Usai penetapan hakim, Arif kemudian memanggil Djuyamto dan Agam Syarif. Saat itu Arif menyerahkan uang dengan pecahan dolar Amerika Serikat, yang bila dirupiahkan setara Rp 4,5 miliar.

Qohar menjelaskan, saat itu Arif beralasan memberikan uang untuk baca berkas perkara dan diberi perhatian.

Pemberian uang berlanjut sekitar September atau Oktober 2024, Arif kembali menyerahkan uang dalam bentuk dolar AS dengan nilai sekitar Rp 18 miliar kepada Djuyamto.

Uang itu kemudian dibagi ke majelis hakim perkara CPO itu dengan rincian:

  • Agam Syarif menerima uang senilai Rp 4,5 miliar;
  • Djuyamto menerima uang senilai Rp 6 miliar; dan
  • Ali Muhtarom menerima uang senilai Rp 5 miliar.

"Bahwa ketiga hakim tersebut mengetahui tujuan dari penerimaan uang agar perkara tersebut diputus ontslag dan hal ini menjadi nyata ketika tanggal 19 Maret 2025 perkara korporasi minyak goreng telah diputus ontslag oleh Majelis Hakim," tutur Qohar.

Dalam kasus korupsi CPO ini, jaksa penuntut umum menuntut:

  1. Terdakwa PT Wilmar Group membayar denda Rp 1 miliar dan uang pengganti Rp 11.880.351.802.619. Jika tidak dibayarkan, harta Direktur PT Wilmar Group, Tenang Parulian dapat disita dan dilelang. Apabila tidak mencukupi, Tenang dikenakan subsider pidana penjara 19 tahun.
  2. Terdakwa Permata Hijau Group membayar denda Rp 1 miliar dan uang pengganti Rp 937.558.181.691,26. Jika tidak dibayarkan, harta pengendali lima korporasi di bawah Permata Hijau Group, David Virgo dapat disita dan dilelang. Bila tidak mencukupi, ia dikenakan subsider penjara selama 12 bulan.
  3. Terdakwa Musim Mas Group membayar denda Rp 1 miliar dan uang pengganti Rp 4.890.938.943.794,1. Jika tidak dibayarkan, harta milik Direktur Utama Musim Mas Group, Gunawan Siregar dan sejumlah pihak pengendali korporasi di bawah Musim Mas Group dapat disita dan dilelang. Bila tidak cukup, mereka mendapatkan subsider penjara masing-masing selama 15 tahun.

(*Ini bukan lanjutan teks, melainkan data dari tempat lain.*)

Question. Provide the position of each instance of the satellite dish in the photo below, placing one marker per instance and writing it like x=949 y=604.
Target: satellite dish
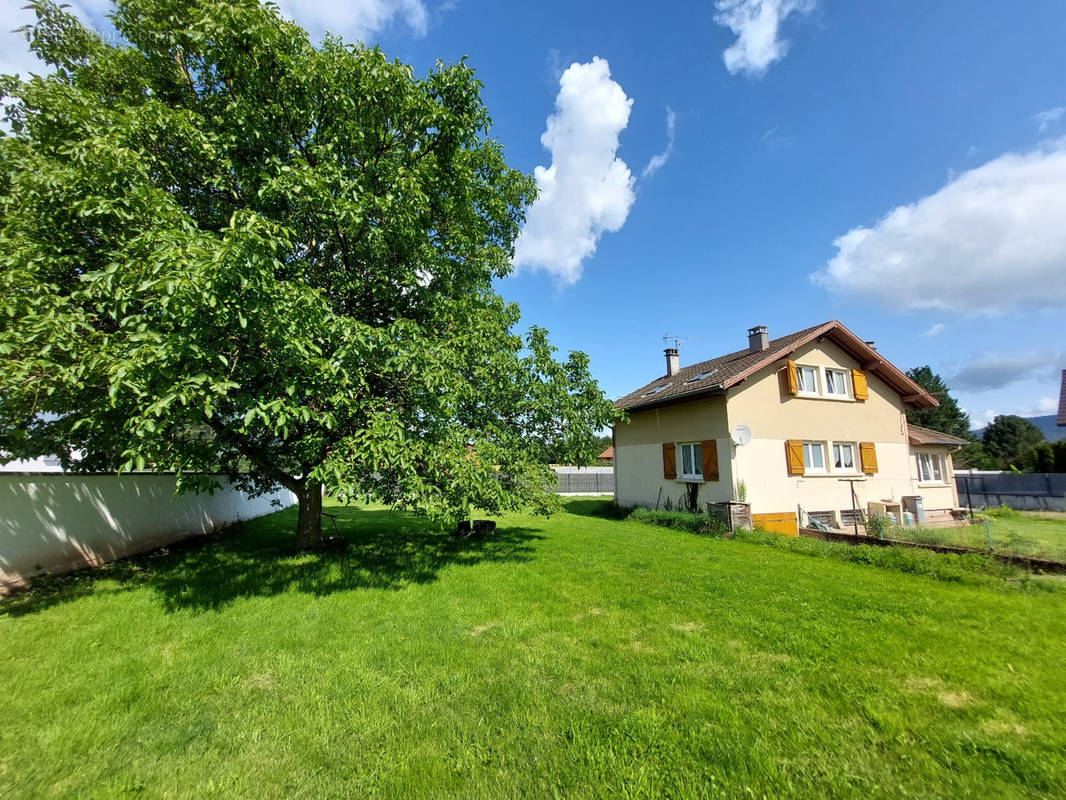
x=741 y=435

Dengan demikian, Arif disuap Rp60 miliar untuk membebaskan tiga korporasi minyak goreng itu membayar denda dengan total Rp17.711.848.928.104,36.

Akibat perbuatannya, ketiga hakim dijerat dengan Pasal 12 c juncto Pasal 12B juncto Pasal 6 ayat (2) juncto Pasal 18 UU Pemberantasan Tipikor juncto Pasal 55 ayat (1) ke-1 KUHP.

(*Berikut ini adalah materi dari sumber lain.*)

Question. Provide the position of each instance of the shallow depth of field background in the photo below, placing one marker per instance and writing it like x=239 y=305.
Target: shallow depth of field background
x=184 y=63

Dalam perkara ini, Kejaksaan Agung telah menetapkan total tujuh tersangka. Mereka adalah empat tersangka berprofesi sebagai hakim, satu tersangka menjabat panitera, dan dua orang pengacara. Rinciannya:

  1. Ketua PN Jaksel, Muhammad Arif Nuryanta
  2. Hakim PN Jakpus, Djuyamto
  3. Hakim PN Jakpus, Agam Syarif
  4. Hakim PN Jakpus, Ali Muhtarom
  5. Panitera PN Jakut, Wahyu Gunawan
  6. Pengacara, Marcella Santoso
  7. Pengacara, Ariyanto

Selain menetapkan tujuh tersangka, Kejagung RI juga telah menyita sejumlah barang bukti seperti uang miliaran rupiah yang terdiri dari mata uang asing dan rupiah, 7 unit mobil mewah, 21 unit sepeda motor, dan 7 unit sepeda dengan berbagai merek.